Ag History: Ford N Series Tractors And The Handshake That Changed Farming Forever

Edsel Ford succeeded his father as CEO of Ford in 1919, but Henry continued to have a heavy hand in operations. When Edsel died in 1943, Henry came back to run the company, but by this time was in a poor mental state; after forcing his long-time friend Sorenson out in 1944 (perhaps somewhat fueled by jealousy over Charles’ fame), Henry himself died, in 1947, at age 83. FoMoCo was by now largely being run in a very heavy-handed manner by Harry Bennett, and it was only through an coup led by Edsel’s widow that he was removed and Henry Ford II installed as President.

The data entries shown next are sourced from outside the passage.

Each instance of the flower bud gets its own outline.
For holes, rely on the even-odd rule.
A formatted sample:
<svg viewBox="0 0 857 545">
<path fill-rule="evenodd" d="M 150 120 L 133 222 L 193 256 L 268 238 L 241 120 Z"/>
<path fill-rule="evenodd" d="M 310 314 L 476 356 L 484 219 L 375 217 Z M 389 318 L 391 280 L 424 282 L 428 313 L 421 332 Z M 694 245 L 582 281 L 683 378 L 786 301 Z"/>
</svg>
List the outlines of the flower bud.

Ferguson, meanwhile, had dissolved his partnership with the Sherman brothers in 1941, and had been actively shopping around 9N blueprints in hopes of finding someone to manufacture an improved version of the tractor in the UK. Ford UK had been unable to start 9N production before the war started, and now expressed little interest in producing the 2N there, post-war (in conflict with one of the points of the ‘handshake agreement’); they instead introduced the E-27N Fordson, with a 30 hp engine. Enter Standard Motor Company, which at this time had an empty 1 million sq. ft. ‘shadow factory’ in Coventry that had produced Bristol Aero engines during WWII. Managing Director Sir John Black was familiar with Ferguson’s dilemma, and set up a meeting in late 1945 at which Ferguson and Black agreed that Standard would have the rights to manufacture Ferguson tractors in the UK – in fact, anywhere except the Americas and Philippines – and Ferguson would have full control of design, development, sales and service.

The result was the Ferguson TE-20 (TE = Tractor England, 20 = a calculated hp rating based on displacement), with the first unit rolling off the line on July 6, 1946. Improvements over the 9N/2N included a four-speed transmission, grouped left and right brake pedals, hinged hood for easier service and a US-sourced Continental Z-120 OHV gasoline engine making about 22 bhp. In 1947, the Continental began to be replaced by the 24 hp wet-liner engine Standard had developed for the Vanguard car, which became the sole powerplant by July 1948. Only 315 units were produced the first year, but production of the “Fergie” quickly ramped up with 20,578 units made in 1947 and 56,877 in 1948. A total of 517,651 TE-20s would be manufactured by 1956, when the model was discontinued.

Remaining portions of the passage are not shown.